P.S. I had some concern that my letter may be too overwhelming for my father right now, but decided that he just does not have to read it, or be presented with it, if it is too much for him to handle right now. It was up to the discretion of him and people who show him things. I actually think that my father is functioning a LOT better than my sisters portrayed when they were trying to justify taking him out of his own home and isolating him in Ohio. And I think that he probably had lost private communication long before they took him there; I think he lost it when my sisters forced a new phone and TV upon him, even though he did not need or want them and even though it confused him and created hardship for him.

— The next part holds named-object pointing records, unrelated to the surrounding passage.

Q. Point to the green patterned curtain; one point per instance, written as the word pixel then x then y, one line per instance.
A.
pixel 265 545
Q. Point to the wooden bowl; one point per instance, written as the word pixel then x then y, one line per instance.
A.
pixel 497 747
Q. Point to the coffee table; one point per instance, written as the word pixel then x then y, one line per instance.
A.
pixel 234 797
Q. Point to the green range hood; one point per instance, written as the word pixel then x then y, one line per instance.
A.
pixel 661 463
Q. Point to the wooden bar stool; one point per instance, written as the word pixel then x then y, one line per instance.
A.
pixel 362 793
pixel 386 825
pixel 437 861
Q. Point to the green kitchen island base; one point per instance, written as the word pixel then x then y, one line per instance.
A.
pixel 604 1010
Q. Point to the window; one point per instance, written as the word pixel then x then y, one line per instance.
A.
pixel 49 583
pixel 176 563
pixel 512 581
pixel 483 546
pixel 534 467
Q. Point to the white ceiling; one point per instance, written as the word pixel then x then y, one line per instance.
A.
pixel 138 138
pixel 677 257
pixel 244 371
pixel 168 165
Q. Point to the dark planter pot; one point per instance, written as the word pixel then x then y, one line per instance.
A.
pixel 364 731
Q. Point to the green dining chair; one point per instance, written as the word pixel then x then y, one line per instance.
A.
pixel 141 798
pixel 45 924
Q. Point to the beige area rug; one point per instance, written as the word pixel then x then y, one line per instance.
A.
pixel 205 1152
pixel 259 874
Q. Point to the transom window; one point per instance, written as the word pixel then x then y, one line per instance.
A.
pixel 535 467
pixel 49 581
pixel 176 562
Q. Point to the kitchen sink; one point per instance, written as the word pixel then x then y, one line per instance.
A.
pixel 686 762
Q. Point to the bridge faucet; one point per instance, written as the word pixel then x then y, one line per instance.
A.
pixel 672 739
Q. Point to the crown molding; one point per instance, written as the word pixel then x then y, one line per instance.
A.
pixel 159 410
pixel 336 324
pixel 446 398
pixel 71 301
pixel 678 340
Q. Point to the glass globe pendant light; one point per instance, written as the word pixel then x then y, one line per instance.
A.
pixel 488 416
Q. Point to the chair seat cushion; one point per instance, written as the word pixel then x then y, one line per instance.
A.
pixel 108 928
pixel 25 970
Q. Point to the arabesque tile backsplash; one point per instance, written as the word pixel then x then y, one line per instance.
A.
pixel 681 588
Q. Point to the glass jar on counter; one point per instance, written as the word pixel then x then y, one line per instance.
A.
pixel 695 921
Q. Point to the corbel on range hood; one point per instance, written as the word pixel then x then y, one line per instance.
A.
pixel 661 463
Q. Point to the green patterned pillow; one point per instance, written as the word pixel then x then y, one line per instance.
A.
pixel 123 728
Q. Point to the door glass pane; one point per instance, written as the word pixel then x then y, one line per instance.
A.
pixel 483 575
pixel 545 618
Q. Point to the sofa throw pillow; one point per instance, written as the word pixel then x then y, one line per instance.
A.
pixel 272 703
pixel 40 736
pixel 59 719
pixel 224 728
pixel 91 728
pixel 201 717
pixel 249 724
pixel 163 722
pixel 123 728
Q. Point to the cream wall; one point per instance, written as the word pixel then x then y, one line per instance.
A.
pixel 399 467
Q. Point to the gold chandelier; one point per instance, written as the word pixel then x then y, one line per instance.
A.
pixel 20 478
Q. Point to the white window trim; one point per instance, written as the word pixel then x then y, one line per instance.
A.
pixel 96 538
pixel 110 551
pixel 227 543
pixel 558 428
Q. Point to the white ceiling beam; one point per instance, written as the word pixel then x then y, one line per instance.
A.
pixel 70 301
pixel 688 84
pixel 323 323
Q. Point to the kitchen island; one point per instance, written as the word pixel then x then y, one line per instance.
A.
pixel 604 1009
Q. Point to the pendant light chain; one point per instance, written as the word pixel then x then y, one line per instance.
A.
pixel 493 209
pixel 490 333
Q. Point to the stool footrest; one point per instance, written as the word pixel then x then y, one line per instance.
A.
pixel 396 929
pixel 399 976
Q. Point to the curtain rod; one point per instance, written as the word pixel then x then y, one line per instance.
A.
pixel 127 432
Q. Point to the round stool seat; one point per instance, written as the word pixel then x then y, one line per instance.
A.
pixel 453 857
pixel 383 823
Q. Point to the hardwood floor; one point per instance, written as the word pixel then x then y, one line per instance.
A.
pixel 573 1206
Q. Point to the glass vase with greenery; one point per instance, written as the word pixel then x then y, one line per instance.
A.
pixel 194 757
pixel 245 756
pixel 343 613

P.S.S. As for my last stand in my family; it started out being a stand for my father. Then it became my defense against the attacks on me. Overall, I went from one extreme to the opposite extreme; from way too much silence to the complete opposite - going for the jugular (so to speak) - relentlessly blasting out the truth after every attack against me, instead of letting them make me back down and shut up. I am not sorry, even though I know I went overboard, because I was honest and truly was never being "hateful" or "mean" like they said I was. I was blatantly honest and direct, because this is just the way I sometimes am... and I am not going to change. Perhaps it had to happen this way, because it naturally did. Sometimes people need to get blasted - slammed up against a wall so to speak. Sometimes it is the best thing to do. But now that is over and in the future I will probably settle into a heathier middle ground. But I have no intentions of reopening that door to my sisters soon, if ever. I see no positive change in them and this makes it a dead end street. I still must stay away from them for the sake of my safety and wellbeing. And it appears that there is nothing more I can do to make things better for my father. Time will tell what they do and if my stand helped him at all. There appears to be nothing I can do in the judicial system either, because i tried that too and two police departments told me that there was nothing they can do with the info I gave them, which is understandable, because this is an unusual situation that is hard to prove. There are no provable physical crimes. Its time for me to let it go, but I am still standing up with the truth. The following song is a good depiction of what I have been saying to my sisters.

Wild Hearts Can't Be Broken
https://youtu.be/OL4LNg-iyY4

P.S. But my heart still aches for my father and their last destruction of what little was left of our relationship last may. Hopefully our relationship can improve and time will tell if he even wants it to.

P.S.S. I did remove the letter to my father from this blog. It didn't feel right to make it public either.